Head SHA: 6125fda109df1d055f5e2412d840e0d58df704f2

Overall Assessment

⚠️ Needs changes

Static review only; I did not run the test suite because the sandbox Python environment is missing numpy.

Executive Summary

The previous review’s methodology blockers appear addressed: the survey IF now targets the bias-corrected scale (V_Y_bc), survey d.f. is threaded into safe_inference, and non-pweight survey designs are rejected fast. See diff_diff/_nprobust_port.py:L1359-L1393, diff_diff/had.py:L2390-L2408, diff_diff/had.py:L2710-L2755, tests/test_had.py:L3589-L3743.
P1 The new HAD survey path returns survey_metadata as a plain dict instead of the repo-standard SurveyMetadata object. Shared report/diagnostic consumers read that field via attribute access, so HAD survey results will silently lose survey-specific metadata outside had.py. See diff_diff/had.py:L280-L288, diff_diff/had.py:L2745-L2755, diff_diff/business_report.py:L606-L612, diff_diff/business_report.py:L815-L837, diff_diff/diagnostic_report.py:L1803-L1810, diff_diff/results.py:L14-L45, tests/test_survey.py:L610-L615.
P2 Weighted continuous fits still do not expose a clear result-level denominator contract: the estimator uses weighted population moments, but the public result still stores/displays only raw dose_mean / D_bar, and there is no weighted regression coverage for that metadata. See diff_diff/had.py:L249-L250, diff_diff/had.py:L2606, diff_diff/had.py:L2767, diff_diff/had.py:L2837-L2850, diff_diff/had.py:L348-L348, tests/test_had.py:L346-L350.
The documented scope deferrals for weighted mass_point, weighted event_study, replicate weights, and weight-aware DPI bandwidth are properly recorded in REGISTRY.md/TODO.md and are not blockers.

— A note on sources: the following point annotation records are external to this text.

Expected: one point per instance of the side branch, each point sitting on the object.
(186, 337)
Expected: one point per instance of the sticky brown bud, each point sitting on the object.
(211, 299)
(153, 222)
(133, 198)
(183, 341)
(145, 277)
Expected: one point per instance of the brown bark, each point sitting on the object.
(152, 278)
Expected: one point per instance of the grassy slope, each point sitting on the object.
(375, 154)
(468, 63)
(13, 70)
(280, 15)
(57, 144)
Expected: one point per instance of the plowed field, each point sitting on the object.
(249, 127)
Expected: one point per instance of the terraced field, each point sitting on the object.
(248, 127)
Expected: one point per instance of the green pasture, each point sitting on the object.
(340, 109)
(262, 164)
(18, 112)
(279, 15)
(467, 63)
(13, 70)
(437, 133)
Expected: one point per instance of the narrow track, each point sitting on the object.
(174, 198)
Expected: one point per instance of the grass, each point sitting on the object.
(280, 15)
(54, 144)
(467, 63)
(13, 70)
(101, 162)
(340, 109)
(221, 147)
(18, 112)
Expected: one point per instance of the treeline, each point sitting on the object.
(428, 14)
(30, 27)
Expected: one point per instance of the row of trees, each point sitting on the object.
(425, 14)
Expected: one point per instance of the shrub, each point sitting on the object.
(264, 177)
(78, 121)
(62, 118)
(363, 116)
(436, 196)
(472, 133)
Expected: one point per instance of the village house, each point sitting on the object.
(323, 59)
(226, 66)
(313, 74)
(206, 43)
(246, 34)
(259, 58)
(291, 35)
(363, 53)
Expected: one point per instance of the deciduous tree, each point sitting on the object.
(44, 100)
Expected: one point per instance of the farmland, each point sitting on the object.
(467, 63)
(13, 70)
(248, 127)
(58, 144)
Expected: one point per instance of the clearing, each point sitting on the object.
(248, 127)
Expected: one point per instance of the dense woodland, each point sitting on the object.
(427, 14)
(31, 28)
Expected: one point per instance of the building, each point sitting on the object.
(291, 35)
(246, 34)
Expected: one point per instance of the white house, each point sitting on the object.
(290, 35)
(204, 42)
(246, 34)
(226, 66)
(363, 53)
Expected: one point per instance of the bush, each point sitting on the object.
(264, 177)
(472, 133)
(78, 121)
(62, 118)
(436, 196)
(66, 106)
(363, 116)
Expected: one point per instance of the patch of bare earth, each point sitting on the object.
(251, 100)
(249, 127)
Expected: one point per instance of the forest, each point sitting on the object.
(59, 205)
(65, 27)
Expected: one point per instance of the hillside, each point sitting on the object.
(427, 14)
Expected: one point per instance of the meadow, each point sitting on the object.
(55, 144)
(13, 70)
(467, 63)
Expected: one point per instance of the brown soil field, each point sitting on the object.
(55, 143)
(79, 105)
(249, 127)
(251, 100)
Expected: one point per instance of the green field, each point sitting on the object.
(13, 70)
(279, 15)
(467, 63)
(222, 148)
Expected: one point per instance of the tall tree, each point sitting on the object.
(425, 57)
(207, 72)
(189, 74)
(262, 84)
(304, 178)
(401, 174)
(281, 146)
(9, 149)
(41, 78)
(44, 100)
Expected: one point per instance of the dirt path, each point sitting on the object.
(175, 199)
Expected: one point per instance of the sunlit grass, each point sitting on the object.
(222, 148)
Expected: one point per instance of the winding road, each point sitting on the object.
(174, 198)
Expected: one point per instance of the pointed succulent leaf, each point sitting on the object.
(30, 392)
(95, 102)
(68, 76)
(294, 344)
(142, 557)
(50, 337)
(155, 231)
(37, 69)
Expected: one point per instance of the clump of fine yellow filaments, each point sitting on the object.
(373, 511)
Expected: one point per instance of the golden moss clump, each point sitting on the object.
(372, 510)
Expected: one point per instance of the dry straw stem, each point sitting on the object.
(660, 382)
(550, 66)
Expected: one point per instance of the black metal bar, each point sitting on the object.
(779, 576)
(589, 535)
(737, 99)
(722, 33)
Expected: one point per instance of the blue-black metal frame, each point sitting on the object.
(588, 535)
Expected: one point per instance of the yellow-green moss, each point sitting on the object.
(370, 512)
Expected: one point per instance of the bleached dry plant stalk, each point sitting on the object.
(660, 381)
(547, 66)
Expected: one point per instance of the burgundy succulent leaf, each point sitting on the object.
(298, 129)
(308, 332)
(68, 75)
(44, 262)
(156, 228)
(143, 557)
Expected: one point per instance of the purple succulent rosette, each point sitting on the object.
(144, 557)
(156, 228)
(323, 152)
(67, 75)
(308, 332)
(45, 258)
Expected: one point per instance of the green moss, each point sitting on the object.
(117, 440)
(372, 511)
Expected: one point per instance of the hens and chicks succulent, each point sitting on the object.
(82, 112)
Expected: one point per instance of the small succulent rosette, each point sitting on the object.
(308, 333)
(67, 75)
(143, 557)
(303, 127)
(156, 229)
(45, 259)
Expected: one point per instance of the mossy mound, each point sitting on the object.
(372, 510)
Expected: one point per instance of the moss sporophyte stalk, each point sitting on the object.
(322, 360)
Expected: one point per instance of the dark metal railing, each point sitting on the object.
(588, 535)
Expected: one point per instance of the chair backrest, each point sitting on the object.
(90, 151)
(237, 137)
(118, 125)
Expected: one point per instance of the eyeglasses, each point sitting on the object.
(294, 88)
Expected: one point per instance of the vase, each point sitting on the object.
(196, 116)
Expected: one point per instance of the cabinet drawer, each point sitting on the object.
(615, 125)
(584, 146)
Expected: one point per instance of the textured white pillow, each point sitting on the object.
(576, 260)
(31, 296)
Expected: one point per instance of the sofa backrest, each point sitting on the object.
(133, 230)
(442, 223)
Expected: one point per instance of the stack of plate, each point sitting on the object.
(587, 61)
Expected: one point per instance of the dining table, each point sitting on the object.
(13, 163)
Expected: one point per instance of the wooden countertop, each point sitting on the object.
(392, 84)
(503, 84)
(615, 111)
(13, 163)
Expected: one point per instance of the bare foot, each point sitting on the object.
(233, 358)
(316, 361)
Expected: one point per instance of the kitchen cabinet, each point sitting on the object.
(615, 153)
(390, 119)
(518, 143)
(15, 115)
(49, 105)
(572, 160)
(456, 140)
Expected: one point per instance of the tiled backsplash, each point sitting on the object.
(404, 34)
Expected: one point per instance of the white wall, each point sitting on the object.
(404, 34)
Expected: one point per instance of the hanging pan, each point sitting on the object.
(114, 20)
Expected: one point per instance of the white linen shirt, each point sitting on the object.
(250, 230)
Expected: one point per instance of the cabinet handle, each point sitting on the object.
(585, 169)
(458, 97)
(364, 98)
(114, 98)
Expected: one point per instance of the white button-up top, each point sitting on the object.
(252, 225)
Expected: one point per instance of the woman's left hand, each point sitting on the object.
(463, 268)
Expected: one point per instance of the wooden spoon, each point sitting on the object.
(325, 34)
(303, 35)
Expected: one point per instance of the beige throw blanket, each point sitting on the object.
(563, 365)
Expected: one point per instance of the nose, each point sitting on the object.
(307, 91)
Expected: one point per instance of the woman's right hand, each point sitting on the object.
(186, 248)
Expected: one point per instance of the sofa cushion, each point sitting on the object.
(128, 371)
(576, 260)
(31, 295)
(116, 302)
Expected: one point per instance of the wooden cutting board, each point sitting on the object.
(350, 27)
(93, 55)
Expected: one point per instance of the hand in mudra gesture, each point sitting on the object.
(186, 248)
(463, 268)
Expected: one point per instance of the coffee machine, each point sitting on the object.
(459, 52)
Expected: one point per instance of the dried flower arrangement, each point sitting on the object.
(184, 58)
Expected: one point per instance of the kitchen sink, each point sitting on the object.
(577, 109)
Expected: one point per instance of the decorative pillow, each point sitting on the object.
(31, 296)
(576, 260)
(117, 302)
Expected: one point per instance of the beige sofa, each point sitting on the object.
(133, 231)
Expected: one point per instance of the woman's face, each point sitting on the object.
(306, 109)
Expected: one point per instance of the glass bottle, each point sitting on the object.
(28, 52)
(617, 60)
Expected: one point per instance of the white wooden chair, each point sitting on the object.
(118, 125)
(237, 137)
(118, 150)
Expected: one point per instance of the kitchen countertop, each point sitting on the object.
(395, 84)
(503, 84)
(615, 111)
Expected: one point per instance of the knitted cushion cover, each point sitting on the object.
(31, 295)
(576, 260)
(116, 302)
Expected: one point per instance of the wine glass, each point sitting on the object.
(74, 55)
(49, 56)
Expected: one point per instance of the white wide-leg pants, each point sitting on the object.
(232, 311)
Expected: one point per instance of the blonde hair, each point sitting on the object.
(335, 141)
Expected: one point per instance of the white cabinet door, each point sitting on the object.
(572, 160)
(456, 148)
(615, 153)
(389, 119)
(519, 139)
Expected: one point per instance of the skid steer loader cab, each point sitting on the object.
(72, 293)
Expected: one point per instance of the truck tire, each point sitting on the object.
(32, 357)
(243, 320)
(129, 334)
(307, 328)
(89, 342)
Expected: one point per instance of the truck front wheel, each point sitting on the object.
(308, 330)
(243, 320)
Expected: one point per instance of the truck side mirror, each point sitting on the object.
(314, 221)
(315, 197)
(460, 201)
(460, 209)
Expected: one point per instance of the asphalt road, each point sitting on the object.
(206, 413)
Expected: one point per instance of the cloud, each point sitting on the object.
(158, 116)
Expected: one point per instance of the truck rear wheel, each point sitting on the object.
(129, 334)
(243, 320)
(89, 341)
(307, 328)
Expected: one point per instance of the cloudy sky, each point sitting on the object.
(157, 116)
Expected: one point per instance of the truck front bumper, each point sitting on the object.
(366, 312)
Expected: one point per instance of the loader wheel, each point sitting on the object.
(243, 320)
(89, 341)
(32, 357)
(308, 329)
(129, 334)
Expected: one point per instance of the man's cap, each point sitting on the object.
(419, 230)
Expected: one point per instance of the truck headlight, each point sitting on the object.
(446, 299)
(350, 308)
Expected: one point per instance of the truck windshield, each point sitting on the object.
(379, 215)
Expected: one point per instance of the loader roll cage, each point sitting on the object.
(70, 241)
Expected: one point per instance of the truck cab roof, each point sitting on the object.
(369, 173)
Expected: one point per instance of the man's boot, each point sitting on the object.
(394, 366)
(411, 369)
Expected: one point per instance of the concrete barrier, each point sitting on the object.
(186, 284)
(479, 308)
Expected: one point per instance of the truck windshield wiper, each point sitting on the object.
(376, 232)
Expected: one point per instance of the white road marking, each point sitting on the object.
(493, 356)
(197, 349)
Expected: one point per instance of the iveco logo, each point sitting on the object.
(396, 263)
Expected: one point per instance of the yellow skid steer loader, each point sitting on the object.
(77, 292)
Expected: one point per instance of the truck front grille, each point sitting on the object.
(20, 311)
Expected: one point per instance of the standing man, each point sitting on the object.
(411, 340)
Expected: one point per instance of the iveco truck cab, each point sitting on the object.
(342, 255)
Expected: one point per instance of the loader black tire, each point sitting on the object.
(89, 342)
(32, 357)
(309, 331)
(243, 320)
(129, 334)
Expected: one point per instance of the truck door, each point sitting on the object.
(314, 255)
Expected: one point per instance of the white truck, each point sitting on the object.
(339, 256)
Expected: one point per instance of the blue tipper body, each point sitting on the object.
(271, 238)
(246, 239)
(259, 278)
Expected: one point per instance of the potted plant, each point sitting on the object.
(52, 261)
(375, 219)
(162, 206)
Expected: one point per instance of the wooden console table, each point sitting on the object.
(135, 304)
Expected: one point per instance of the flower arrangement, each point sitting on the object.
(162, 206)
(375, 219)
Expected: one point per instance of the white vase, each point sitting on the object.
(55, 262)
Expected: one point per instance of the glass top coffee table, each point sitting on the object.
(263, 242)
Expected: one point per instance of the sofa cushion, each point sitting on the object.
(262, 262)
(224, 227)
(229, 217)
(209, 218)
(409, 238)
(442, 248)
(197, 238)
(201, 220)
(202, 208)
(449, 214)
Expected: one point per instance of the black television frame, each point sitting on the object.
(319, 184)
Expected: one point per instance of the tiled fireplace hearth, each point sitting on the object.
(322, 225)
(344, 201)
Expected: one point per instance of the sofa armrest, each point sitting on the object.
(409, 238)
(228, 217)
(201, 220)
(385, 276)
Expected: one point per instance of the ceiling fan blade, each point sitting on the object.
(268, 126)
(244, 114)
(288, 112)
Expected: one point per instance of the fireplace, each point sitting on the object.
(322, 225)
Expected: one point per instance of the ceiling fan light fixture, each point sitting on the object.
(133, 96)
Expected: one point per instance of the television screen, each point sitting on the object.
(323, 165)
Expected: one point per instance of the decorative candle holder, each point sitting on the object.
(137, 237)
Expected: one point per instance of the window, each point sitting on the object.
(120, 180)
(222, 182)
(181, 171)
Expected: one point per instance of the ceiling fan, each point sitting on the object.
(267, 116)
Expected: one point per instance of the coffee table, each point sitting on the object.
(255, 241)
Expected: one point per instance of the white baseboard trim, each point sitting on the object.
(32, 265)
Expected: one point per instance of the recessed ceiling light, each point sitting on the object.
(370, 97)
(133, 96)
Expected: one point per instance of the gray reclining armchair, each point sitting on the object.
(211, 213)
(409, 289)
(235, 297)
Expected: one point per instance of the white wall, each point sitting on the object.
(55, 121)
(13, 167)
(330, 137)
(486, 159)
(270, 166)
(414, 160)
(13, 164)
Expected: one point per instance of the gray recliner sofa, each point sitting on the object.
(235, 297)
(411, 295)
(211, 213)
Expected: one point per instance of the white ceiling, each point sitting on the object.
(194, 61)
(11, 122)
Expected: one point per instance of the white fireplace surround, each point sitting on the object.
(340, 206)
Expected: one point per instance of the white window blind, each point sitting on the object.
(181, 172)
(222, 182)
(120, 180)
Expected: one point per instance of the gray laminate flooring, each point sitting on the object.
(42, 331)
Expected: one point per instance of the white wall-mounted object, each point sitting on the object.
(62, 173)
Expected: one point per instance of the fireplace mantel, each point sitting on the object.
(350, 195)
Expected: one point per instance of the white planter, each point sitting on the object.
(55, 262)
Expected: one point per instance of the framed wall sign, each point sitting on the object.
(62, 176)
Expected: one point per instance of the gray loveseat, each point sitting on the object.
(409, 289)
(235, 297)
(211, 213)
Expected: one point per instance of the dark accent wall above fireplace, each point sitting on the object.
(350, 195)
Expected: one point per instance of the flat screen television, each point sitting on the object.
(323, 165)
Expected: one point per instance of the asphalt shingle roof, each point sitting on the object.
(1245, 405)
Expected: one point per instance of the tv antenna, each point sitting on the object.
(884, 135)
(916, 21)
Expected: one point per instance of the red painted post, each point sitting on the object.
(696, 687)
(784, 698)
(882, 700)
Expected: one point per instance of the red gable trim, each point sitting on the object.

See docs/methodology/REGISTRY.md:L2255-L2265, TODO.md:L95-L99.

Methodology

P3 No unmitigated methodology defects found in the changed estimator path. The earlier P0/P1 issues are fixed by the bias-corrected IF construction, survey-d.f. inference routing, and pweight-only guard. Impact: none. Concrete fix: none. References: diff_diff/_nprobust_port.py:L1359-L1393, diff_diff/had.py:L2390-L2408, diff_diff/had.py:L2710-L2755, tests/test_had.py:L3589-L3743.

Code Quality

No findings.

Performance

No findings.

Maintainability

P1 survey_metadata contract drift on HAD survey fits. The PR changes HeterogeneousAdoptionDiDResults.survey_metadata to a dict (diff_diff/had.py:L280-L288, diff_diff/had.py:L2745-L2755), but shared consumers expect the repo-standard SurveyMetadata object and use attribute access (diff_diff/business_report.py:L606-L612, diff_diff/business_report.py:L815-L837, diff_diff/diagnostic_report.py:L1803-L1810, diff_diff/results.py:L14-L45). Existing survey tests elsewhere in the repo also assert SurveyMetadata instances (tests/test_survey.py:L610-L615). Impact: if a HAD survey result is passed into shared reporting/diagnostic tooling, fields like df_survey, weight_type, effective_n, design_effect, n_strata, and n_psu will be silently dropped or mislabelled. Concrete fix: return the shared SurveyMetadata dataclass for HAD too (ideally via compute_survey_metadata(...)), and move HAD-specific extras such as method, source, and variance_formula to a separate field or an extended metadata object; add a regression test that a HAD survey fit preserves survey inference/report metadata through the generic report helpers.

Tech Debt

P3 Informational: the main deferred items introduced by this PR are properly tracked and documented, so they are not blockers here. Impact: none. Concrete fix: none required in this PR. References: docs/methodology/REGISTRY.md:L2255-L2265, TODO.md:L95-L99.

Security

No findings.

Documentation/Tests

P2 Weighted-fit result metadata and docs are still inconsistent with the shipped surface. The continuous weighted estimator now uses weighted population moments (diff_diff/had.py:L2837-L2850), but the public result still documents/stores only raw dose_mean / D_bar (diff_diff/had.py:L249-L250, diff_diff/had.py:L2606, diff_diff/had.py:L2767, diff_diff/had.py:L348-L348), and the new tests do not pin any weighted metadata contract (tests/test_had.py:L346-L350, tests/test_had.py:L3421-L3430). There are also stale in-code docs that still describe the pre-Phase-4.5 surface or wrong IF semantics (diff_diff/_nprobust_port.py:L34-L39, diff_diff/local_linear.py:L936-L941, diff_diff/had.py:L227-L233). Impact: users and future maintainers cannot reliably tell from the result object/docstrings which denominator and IF scale a weighted HAD fit actually used. Concrete fix: expose the effective weighted denominator explicitly (or rename/clarify dose_mean so it is obviously descriptive rather than estimator-defining), add weighted-fit assertions for it, and update the stale docstrings to match the shipped behavior.

Path to Approval

Restore the repo-wide survey_metadata contract for HAD survey fits by returning a SurveyMetadata-compatible object, or update all shared consumers that read survey_metadata to accept the new mapping shape; add a regression test through the generic report/diagnostic path.
Clarify the weighted denominator metadata on HAD results: either store the actual weighted denominator used by the estimator, or add a separate explicitly named field for it and document that dose_mean is raw-sample-only; add weighted tests for both continuous_at_zero and continuous_near_d_lower.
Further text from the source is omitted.